Célebre por su luminoso esmalte verde jade y su arte innovador, el celadón de Goryeo se sitúa entre los mayores logros de la historia del arte cerámico.
El color del cielo otoñal justo después de un intenso aguacero se recrea en la tierra a través de la cerámica de celadón de Goryeo. Los alfareros de la dinastía Goryeo (918-1392) tiñeron sus obras de cerámica con un fragmento del claro cielo de otoño, revelado con discreción entre nubes oscuras tras una fuerte lluvia. El misterioso color verde azulado de la cerámica de celadón desafía cualquier tinte creado por el ser humano. Es la máxima expresión de una belleza natural que no puede obtenerse mediante ninguna combinación científica de colores con la tecnología moderna.
La cerámica de celadón se produjo por primera vez en China, donde los alfareros de las dinastías del Norte y del Sur descubrieron que, cuando la ceniza caía sobre las piezas cerámicas que se cocían en hornos a alta temperatura, el resultado era una maravillosa capa azul. La ceniza formada por la combustión de la madera reaccionaba químicamente con la arcilla para crear un esmalte natural que, al cocerse a 1300 °C dentro de los hornos, se endurecía hasta adquirir un hermoso acabado azulado. La técnica de fabricación del celadón se perfeccionó durante la dinastía Tang, pero alcanzó la cumbre de su arte durante la dinastía Song en el siglo XII.
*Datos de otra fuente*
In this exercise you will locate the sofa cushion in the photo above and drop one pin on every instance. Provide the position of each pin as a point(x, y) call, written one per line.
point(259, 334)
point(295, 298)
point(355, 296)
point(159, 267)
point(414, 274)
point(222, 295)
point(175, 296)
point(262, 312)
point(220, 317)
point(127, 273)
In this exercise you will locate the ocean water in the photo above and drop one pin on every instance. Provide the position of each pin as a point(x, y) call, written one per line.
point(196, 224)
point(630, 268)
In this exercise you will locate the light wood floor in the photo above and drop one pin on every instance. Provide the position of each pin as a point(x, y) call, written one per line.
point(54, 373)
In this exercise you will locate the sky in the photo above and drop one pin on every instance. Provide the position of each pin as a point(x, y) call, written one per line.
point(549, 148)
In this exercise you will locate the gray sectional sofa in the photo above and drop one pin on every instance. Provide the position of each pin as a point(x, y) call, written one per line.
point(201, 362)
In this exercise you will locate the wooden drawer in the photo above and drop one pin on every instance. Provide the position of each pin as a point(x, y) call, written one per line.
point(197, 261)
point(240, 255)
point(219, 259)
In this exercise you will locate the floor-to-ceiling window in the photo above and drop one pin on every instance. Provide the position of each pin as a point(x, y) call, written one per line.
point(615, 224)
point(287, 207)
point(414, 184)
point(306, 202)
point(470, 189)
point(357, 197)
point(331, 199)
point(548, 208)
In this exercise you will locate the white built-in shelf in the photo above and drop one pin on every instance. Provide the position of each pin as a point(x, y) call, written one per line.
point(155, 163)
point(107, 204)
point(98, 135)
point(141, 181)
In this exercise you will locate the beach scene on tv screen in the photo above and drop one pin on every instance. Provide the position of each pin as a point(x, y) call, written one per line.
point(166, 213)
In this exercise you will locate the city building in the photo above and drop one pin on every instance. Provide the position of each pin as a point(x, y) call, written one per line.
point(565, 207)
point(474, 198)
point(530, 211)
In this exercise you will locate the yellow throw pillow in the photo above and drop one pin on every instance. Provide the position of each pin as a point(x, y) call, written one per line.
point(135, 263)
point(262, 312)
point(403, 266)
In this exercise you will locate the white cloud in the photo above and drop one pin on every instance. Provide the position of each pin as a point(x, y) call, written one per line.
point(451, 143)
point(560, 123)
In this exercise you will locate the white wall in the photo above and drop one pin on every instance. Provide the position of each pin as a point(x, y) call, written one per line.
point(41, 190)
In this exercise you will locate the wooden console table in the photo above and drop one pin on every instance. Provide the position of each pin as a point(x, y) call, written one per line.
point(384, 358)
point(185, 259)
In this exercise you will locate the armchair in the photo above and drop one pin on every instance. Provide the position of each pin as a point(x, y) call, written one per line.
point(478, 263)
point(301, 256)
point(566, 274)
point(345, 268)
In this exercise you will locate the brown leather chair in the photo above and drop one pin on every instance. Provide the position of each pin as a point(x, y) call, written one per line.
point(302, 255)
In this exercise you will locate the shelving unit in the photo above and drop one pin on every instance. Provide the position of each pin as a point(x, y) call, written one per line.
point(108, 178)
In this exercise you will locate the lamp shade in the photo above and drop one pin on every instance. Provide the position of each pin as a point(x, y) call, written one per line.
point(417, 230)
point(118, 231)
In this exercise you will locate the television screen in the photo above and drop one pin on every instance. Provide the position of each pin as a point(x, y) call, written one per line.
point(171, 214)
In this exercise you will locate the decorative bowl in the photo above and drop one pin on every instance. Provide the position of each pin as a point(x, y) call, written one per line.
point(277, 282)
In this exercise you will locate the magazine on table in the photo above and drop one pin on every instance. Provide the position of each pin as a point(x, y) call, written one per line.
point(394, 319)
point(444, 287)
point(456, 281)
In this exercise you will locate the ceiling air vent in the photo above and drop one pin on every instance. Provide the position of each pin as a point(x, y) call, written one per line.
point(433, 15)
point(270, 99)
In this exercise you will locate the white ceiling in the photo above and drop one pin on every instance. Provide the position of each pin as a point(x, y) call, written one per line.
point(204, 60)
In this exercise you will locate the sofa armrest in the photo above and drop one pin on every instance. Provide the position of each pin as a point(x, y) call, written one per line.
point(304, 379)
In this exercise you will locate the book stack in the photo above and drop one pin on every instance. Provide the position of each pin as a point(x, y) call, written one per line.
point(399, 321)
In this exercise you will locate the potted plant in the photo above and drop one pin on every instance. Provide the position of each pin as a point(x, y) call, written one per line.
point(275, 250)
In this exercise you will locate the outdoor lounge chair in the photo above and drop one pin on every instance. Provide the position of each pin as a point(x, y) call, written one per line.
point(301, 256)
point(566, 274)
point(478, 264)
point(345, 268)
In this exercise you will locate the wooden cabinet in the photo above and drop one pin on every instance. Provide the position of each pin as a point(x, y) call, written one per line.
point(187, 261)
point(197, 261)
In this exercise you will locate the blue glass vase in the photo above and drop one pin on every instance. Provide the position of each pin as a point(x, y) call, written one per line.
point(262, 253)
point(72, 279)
<Jarrón de celadón con incrustaciones de diseño de grullas y nubes
Goryeo, siglo XII
42,1 cm de altura y 24,5 cm de diámetro en su punto más ancho.
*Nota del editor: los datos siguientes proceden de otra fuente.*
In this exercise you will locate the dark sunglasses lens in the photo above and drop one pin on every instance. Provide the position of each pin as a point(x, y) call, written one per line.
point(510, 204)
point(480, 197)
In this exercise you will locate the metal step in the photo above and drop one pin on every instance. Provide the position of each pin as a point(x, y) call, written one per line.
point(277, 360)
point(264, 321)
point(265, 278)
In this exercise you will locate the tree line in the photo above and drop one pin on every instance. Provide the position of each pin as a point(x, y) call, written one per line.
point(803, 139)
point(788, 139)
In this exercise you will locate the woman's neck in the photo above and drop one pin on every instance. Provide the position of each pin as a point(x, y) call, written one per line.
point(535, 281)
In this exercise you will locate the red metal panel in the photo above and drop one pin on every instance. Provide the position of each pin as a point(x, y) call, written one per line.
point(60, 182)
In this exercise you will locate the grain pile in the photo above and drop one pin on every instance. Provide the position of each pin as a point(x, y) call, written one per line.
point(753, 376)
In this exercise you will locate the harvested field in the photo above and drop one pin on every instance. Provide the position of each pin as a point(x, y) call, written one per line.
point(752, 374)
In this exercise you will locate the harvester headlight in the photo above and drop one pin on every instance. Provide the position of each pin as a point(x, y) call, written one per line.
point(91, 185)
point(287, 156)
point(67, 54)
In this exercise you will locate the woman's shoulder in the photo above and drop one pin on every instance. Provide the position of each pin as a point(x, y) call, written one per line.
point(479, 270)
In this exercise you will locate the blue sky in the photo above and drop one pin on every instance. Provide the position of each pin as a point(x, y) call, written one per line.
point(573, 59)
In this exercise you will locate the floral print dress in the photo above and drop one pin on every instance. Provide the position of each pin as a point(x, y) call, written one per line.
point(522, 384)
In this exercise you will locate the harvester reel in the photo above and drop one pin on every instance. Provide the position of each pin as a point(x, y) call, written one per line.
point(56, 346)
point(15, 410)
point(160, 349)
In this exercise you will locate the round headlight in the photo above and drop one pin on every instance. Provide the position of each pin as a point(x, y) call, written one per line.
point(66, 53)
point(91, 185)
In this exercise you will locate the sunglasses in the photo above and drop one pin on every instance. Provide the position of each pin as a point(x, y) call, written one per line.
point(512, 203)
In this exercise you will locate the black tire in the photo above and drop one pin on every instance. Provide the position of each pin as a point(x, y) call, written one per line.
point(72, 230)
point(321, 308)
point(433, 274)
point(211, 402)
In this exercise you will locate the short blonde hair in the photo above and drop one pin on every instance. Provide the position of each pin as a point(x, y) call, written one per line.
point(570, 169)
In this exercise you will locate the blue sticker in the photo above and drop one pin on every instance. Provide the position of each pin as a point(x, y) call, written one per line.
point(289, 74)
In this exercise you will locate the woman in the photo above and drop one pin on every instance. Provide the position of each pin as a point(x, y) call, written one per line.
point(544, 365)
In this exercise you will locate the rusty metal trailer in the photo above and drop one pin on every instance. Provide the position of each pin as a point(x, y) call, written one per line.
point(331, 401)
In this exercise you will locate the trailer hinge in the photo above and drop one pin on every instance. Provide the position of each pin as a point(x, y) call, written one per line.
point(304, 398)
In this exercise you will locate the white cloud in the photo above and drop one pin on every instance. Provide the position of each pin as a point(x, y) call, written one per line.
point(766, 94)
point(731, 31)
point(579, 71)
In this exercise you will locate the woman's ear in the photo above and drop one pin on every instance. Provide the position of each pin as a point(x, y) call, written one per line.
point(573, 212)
La forma voluminosa de esta magnífica pieza de porcelana de Goryeo del siglo XII procede del estilo Meiping (o Maebyeong en coreano, literalmente “jarrón maehwa”) de la dinastía Song en China. Sin embargo, para cuando se creó este jarrón, Goryeo ya había establecido su propio estilo, caracterizado por una forma más amplia y líneas elegantemente curvadas. Uno de los logros cada vez más importantes de la porcelana de Goryeo en la historia mundial de la cerámica es la introducción de la técnica de incrustación en el arte alfarero. En el jarrón anterior, cuya forma, tamaño y suntuosidad lo convierten en una de las mayores obras maestras de su clase, el diseño de grullas blancas y nubes está exquisitamente incrustado en la superficie del cuerpo azul jade.>
Los alfareros coreanos, que conocieron las técnicas chinas de fabricación del celadón a mediados del siglo IX, inauguraron una nueva era y una nueva estética de la cerámica de celadón al presentar al mundo sus habilidades y métodos únicos. Cuando la cerámica de celadón alcanzó su apogeo artístico en la China del siglo XII, los alfareros coreanos estaban estableciendo un nuevo conjunto de técnicas para su elaboración. Aunque el celadón de la dinastía Song es conocido por sus formas majestuosas, sus decoraciones exuberantes y su esmalte opaco, las obras de celadón de Goryeo se distinguen por formas naturales y sutiles, perfectamente equilibradas y en armonía con líneas suaves y rítmicas y un esmalte transparente. Hasta el siglo XVII, cuando Japón adquirió las técnicas y prácticas de la alfarería mediante el secuestro de alfareros coreanos durante la invasión japonesa, solo Corea y China poseían la tecnología para crear cerámica de alta calidad cocida a temperaturas muy elevadas. Muchos países europeos importaron celadón y otros estilos cerámicos de China hasta el siglo XVIII, cuando finalmente desarrollaron sus propios métodos cerámicos.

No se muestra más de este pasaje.